Anteprima al Nuovo: il Conservatorio e il CAMeC al cinema

LA SPEZIA- Giovedì 16 alle ore 21.00, a chiusura della stagione, Il Nuovo presenta in anteprima “Prima il segno, poi il suono” di Fulvio Wultz, un film sulla creatività e la serietà dei giovani, gli allievi del Conservatorio Puccini, e di una città, La Spezia che in questa creatività e serietà investe tempo e denaro, come nell’istituzione di strutture di ricerca e conservazione come il CAMeC.
Proprio dal CAMeC, da un’idea di Cristiana Maucci ed Eleonora Acerbi, di concerto con Andrea Nicoli, docente di composizione al Conservatorio Puccini, è nato lo stimolo che ha portato a questo film: far scegliere agli studenti di composizione, nella vasta collezione del Museo, sette opere contemporanee e far loro creare delle composizioni “ispirate” a queste opere. Un progetto entusiasmante per i giovani compositori, che lo hanno sposato totalmente, non limitandosi ad ispirarsi alle opere di riferimento, ma creando se è possibile la trasposizione in musica dei concetti e dell’ispirazione estetica che li sorregge. Spaziano nel repertorio nazionale e soprattutto internazionale dell’immensa collezione Cozzani, donata al CAMeC: dai maestri dell’informale e dell’astrazione Mario Nigro, Georges Mathieu, Michel Seuphor ai più contemporanei artisti concettuali Roman Opalka, Agnes Denes e Sol LeWitt.

A seguire, Francesco Vaccarone e Eleonora Acerbi: “da Fattori a Sol LeWitt”. Una visita informale alla mostra “Dal disegno al segno – da Fattori a Sol Lewitt” al CAMeC di La Spezia, condotta dalla sapienza e sensibilità di un artista, Francesco Vaccarone, e della curatrice della mostra, la storica dell’arte Eleonora Acerbi.

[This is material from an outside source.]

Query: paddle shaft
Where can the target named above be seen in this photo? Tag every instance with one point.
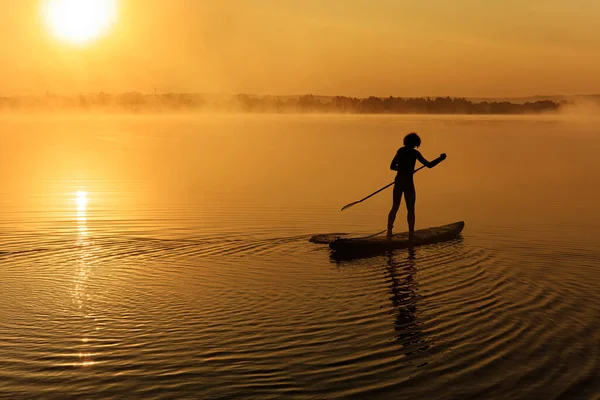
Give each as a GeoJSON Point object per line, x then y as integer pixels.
{"type": "Point", "coordinates": [374, 193]}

Così Francesco Vaccarone racconta quest’esperienza: “…vedere insieme con altri un’esposizione così complessa di opere di più autori-ed in questo caso di maestri internazionali del Novecento-con il compito di guidarne la visita è un’impresa non semplice anche perché non sai con quale pubblico stai interloquendo. Se il concerto è a “quattro mani” , perché una storica dell’arte come Eleonora Acerbi divide con te l’impegno, ecco che il pubblico viene magicamente coinvolto sia intellettualmente che emotivamente. Si realizza così un processo maieutico in cui, tutti insieme, disveliamo ciò che le immagini occultavano. Consapevoli, infine, che alla prossima visita disveleremo ancora a noi stessi, dalle medesime immagini, misteri nuovi e diversi. Perché ogni lavoro dell’arte richiederà sempre nuove e diverse letture e proprio qui sta la sua vitalità…

Saranno presenti il regista, gli artisti, gli autori, i musicisti coinvolti nei due film.